Russia needed to “modernize and diversify,” as the catch words among such thinkers went. But to do so, the country first and foremost had to “improve the investment climate.”

That was  a euphemism for tapering off the state’s grip on the economy; getting rid of bureaucratic shakedowns of private businesses; ensuring that courts were no longer for sale or open to “instructions” from authorities; strengthening private property rights; and eventually decentralizing and liberalizing the political system.

In short, deep institutional reforms. These were advocated by, among others, Alexei Kudrin, Putin’s personal friend and confidant, former finance minister and former first deputy prime minister.

Kudrin was to be a disappointed man. While paying lip service to “modernization,” the Kremlin did nothing to advance that agenda.

Two years later, Russia was shaken by pro-democracy, anti-Putin demonstrations in all of Russia’s largest cities.

Putin got the same message that almost every authoritarian leader gets sooner or later: reform and democratize to improve the economy or tighten the screws of repression to deal with discontent.

We all know what Putin did. Upon his presidential  reelection in 2012,  he issued  a slew of laws constraining already limited freedoms of public protest and speech.

The consequences came quickly:  even with oil  prices over $100 per bbl., growth dwindled to a crawl and capital flight reached record levels.

By the end of 2013, Putin’s popularity was at lowest point in 13 years. Around half of Russians did not want to see him as president again in 2018.

Yet Putin doubled down once more, using another tried-and-true authoritarian tool: manufactured nationalist patriotic frenzy mixed with paranoia and served up by deafening propaganda.

The anti-corruption, pro-European revolution in Ukraine was presented as an American plot against Russia. Following the annexation of Crimea in March 2014, those who opposed the regime were labelled the “fifth column” and “national traitors.”

Then came war in Ukraine -- aggression by proxy or, last fall, by uniformed Russian troops.

The daily poisoning of  Russian hearts and minds  on state-controlled national television is now beginning to surpass even  Soviet totalitarianism. Western democracies are portrayed as Russia’s mortal enemies, who seek to undermine Moscow’s sovereignty and enslave its people.

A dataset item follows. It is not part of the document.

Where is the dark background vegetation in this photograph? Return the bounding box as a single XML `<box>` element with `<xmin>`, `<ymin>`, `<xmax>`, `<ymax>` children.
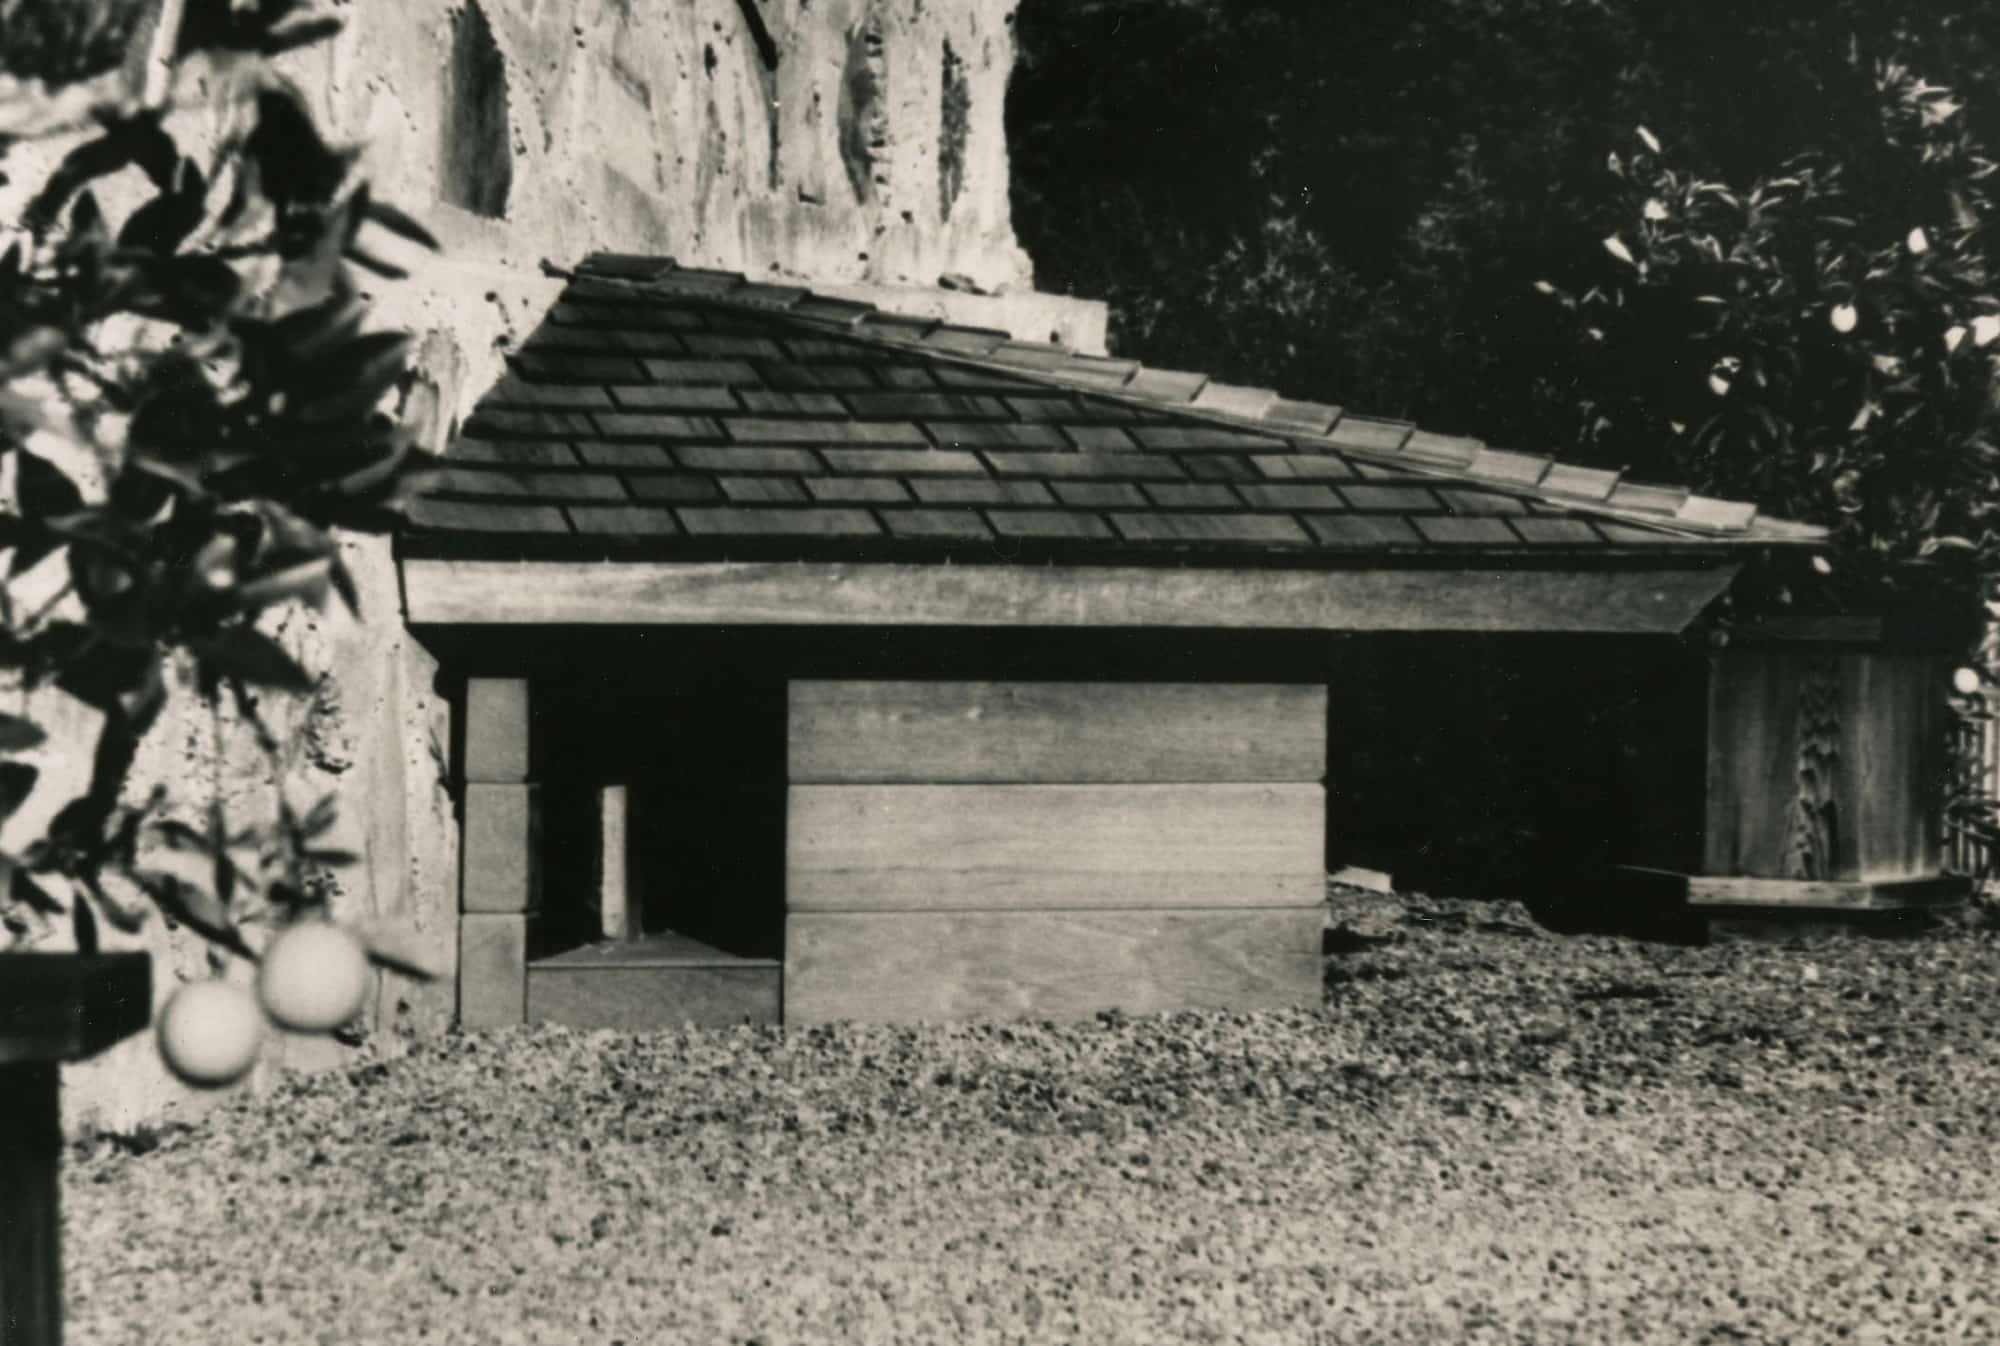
<box><xmin>1008</xmin><ymin>0</ymin><xmax>1999</xmax><ymax>452</ymax></box>
<box><xmin>1007</xmin><ymin>1</ymin><xmax>2000</xmax><ymax>902</ymax></box>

This Stalinist-style propaganda is designed to justify the Kremlin’s aggression against Ukraine, excuse increasing domestic repression, explain away mounting economic hardships  and-- most troubling—perhaps prepare the country for possible aggression against other neighbors.

Both in his end-of-year press-conference and in his New Year’s message to the nation, Putin  fixed the propaganda pitch to the highest point:

“We are defending our independence, our sovereignty and our right to exist,”  he declared. “We need to accomplish, to realize all that we planned – for ourselves, for the sake of our children, and for the sake of Russia.”

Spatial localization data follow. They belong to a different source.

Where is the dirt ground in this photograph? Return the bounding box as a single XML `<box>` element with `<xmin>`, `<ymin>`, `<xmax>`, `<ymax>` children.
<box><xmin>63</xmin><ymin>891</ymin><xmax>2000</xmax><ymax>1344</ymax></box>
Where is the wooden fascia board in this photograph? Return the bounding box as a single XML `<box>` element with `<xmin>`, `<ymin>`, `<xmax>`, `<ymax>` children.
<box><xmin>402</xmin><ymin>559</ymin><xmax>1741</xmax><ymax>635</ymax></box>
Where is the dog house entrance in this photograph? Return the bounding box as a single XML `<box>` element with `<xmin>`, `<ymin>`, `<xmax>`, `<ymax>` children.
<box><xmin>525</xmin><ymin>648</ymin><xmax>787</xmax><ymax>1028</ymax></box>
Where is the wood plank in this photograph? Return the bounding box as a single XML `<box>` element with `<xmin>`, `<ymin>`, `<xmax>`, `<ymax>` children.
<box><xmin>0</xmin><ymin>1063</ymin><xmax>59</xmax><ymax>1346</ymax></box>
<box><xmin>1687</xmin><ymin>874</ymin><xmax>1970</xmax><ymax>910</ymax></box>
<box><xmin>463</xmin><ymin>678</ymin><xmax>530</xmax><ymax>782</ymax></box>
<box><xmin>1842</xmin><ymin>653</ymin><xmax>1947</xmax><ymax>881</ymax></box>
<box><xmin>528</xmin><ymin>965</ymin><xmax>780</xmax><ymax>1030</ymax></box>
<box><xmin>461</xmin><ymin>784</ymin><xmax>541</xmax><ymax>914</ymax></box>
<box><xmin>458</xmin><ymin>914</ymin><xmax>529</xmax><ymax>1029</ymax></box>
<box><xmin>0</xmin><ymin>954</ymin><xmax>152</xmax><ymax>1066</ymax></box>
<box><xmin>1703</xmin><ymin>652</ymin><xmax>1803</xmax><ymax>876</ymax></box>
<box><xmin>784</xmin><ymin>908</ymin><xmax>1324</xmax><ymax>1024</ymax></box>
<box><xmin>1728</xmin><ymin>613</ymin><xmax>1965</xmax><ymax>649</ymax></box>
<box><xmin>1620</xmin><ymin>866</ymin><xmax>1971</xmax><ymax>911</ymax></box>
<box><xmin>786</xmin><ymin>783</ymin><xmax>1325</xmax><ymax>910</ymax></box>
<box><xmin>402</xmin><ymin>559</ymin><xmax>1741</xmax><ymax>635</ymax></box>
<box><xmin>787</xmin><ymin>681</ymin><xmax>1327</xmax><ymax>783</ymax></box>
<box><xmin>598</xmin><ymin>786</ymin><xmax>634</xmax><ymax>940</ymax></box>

After this, can anyone expect the Russian commander-in-chief to go wobbly on foreign enemies or to abandon ethnic “brethren” fighting  against an allegedly genocidal  “Nazi junta”—  known to the rest of the world as the elected government in Kiev?

U.S. and European diplomats keep talking about providing Russia with an “off ramp.” Judging by Putin’s rhetoric, there is no ramp high enough for the task.

So long as Putin sticks with the anti-reform choice, escalation appears to be his only tactic for staying in and consolidating power.

This choice preceded the drop in oil prices and Western sanctions – and it will outlive them as well. The West should expect no magic turn-around and prepare to confront but also engage with this Russia over the long haul.